A long walk from Agincourt to Richmond

“And gentlemen in England now a-bed

Shall think themselves accurs’d they were not here ….”


On a sunny Sunday in August 2014 I walked round the perimeter of the battlefield of Agincourt. It is now farmland, ploughed earth and pasture. And trees. Even allowing for the intervening 599 years, it was easy to imagine the French army advancing in overwhelming numbers towards the English line.


Site of the French advance


The field still narrows today, as it did then, between the clumps of trees on either side, causing confusion among the fast-approaching French cavalry as it was forced into the narrower space. It was then that the Welsh and English archers released their devastating arrow-storm from behind an improvised palisade of wooden stakes.

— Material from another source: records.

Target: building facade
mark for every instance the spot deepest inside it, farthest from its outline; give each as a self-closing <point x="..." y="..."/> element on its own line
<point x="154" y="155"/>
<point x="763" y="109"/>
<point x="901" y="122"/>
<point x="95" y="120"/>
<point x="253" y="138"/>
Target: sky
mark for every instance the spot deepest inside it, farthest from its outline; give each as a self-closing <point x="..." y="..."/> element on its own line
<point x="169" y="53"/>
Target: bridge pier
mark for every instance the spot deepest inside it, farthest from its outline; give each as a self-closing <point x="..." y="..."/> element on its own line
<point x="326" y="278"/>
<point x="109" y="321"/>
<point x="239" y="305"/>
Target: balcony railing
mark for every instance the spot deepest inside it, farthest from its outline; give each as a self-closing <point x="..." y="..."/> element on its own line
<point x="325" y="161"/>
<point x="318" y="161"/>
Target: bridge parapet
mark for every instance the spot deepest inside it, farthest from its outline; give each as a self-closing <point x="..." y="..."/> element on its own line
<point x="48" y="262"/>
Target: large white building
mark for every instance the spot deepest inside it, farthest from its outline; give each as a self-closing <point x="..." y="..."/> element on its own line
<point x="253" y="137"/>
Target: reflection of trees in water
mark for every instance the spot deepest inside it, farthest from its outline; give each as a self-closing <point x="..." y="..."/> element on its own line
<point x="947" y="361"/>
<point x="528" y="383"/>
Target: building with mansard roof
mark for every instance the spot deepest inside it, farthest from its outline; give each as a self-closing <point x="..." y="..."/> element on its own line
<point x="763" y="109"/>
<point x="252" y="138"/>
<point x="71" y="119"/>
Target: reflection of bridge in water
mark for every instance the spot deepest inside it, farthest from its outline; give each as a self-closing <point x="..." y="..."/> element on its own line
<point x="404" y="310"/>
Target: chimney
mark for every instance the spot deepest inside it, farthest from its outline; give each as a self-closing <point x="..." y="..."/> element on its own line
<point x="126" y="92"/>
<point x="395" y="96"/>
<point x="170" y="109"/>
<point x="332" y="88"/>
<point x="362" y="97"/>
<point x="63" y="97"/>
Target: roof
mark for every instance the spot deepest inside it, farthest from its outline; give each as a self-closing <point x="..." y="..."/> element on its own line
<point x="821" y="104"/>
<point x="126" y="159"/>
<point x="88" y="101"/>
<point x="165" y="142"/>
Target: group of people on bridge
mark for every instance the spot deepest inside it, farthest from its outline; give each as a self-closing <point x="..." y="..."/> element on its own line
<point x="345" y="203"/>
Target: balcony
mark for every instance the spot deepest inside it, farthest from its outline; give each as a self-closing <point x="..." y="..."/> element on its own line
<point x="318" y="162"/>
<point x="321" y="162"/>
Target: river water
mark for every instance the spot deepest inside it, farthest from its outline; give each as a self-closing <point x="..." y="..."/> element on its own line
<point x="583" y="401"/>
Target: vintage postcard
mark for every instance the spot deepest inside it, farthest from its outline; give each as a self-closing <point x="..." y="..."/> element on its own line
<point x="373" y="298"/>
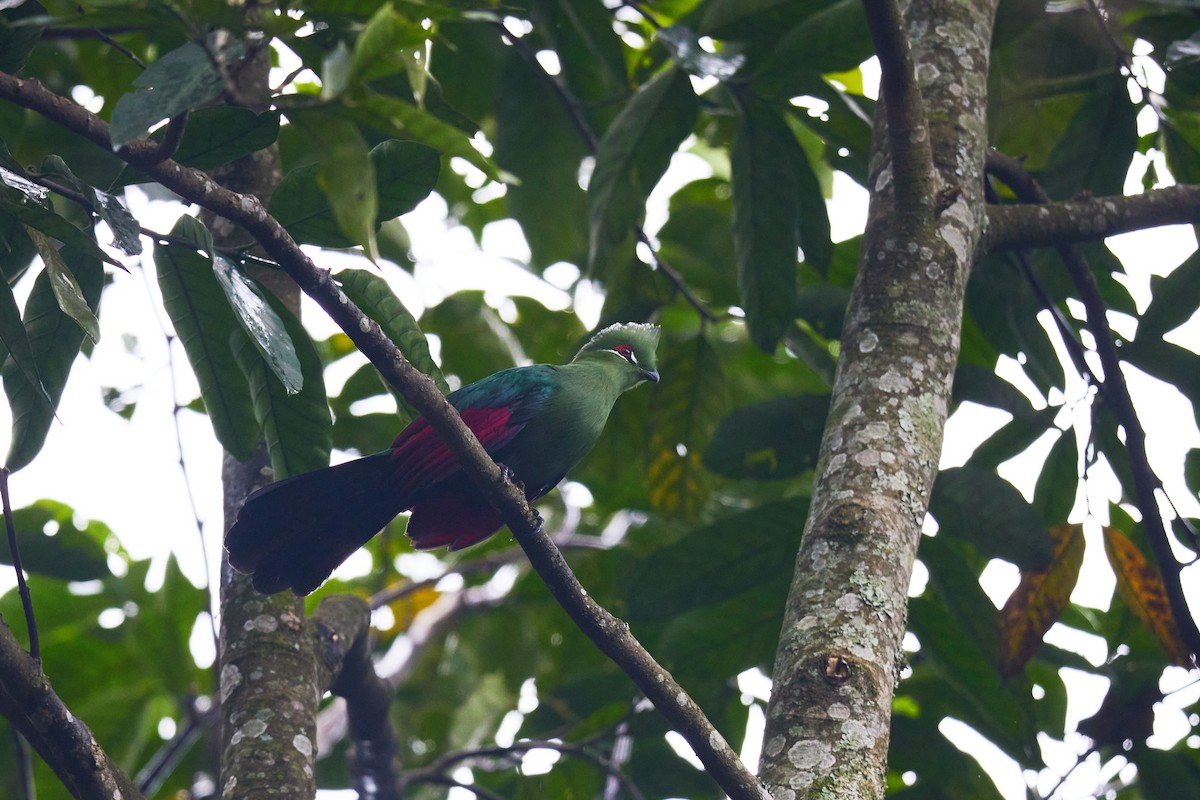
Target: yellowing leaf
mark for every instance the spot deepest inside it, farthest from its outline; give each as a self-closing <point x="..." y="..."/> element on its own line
<point x="406" y="608"/>
<point x="1141" y="588"/>
<point x="1038" y="600"/>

The French fell on muddy ground


The French fell in such numbers that they lay in piles on the muddy ground, and the English emerged from their lines to set about the murderous business of finishing off the wounded with daggers and mallets.

At the roadside there is a crucifix marking the pit where the French dead were buried after the battle.


Memorial over the French burial pit



Fast Forward 600 years:


Standing where the outnumbered longbowmen inflicted a crippling defeat on the armoured chivalry of France, I was reminded that I used to see archery targets set up on the London Welsh rugby ground next to Kew Gardens, near where I live; I wondered whether archery was still practised there.

The following April, passing through Kew, I noticed a sign advertising a “Have a Go” day with the Royal Richmond Archery Club – “turn up and shoot 12 arrows for £5”. With my memory of the battlefield still fresh, I went along. When my turn came to shoot, I told my instructor about my visit to Agincourt; when one of my arrows missed the target, embedding itself in its leg, she cheerfully said:

“never mind, you’d still have wounded a Frenchman” . . . .


Encouraged by the experience, I signed up for the Beginners’ Course. Three years later I practise every week, keeping my memory of Agincourt alive.



The Royal Richmond Archery Club, 2018



Founded in 1873, no-one could tell me why the Richmond Archery Club is allowed to call itself “Royal” – over the years, their clubhouses have burned down three times, and with them all the club records.





Two “in the custard”




“. . . .  And hold their manhoods cheap while any speaks

That fought with us upon Saint Crispin’s day”.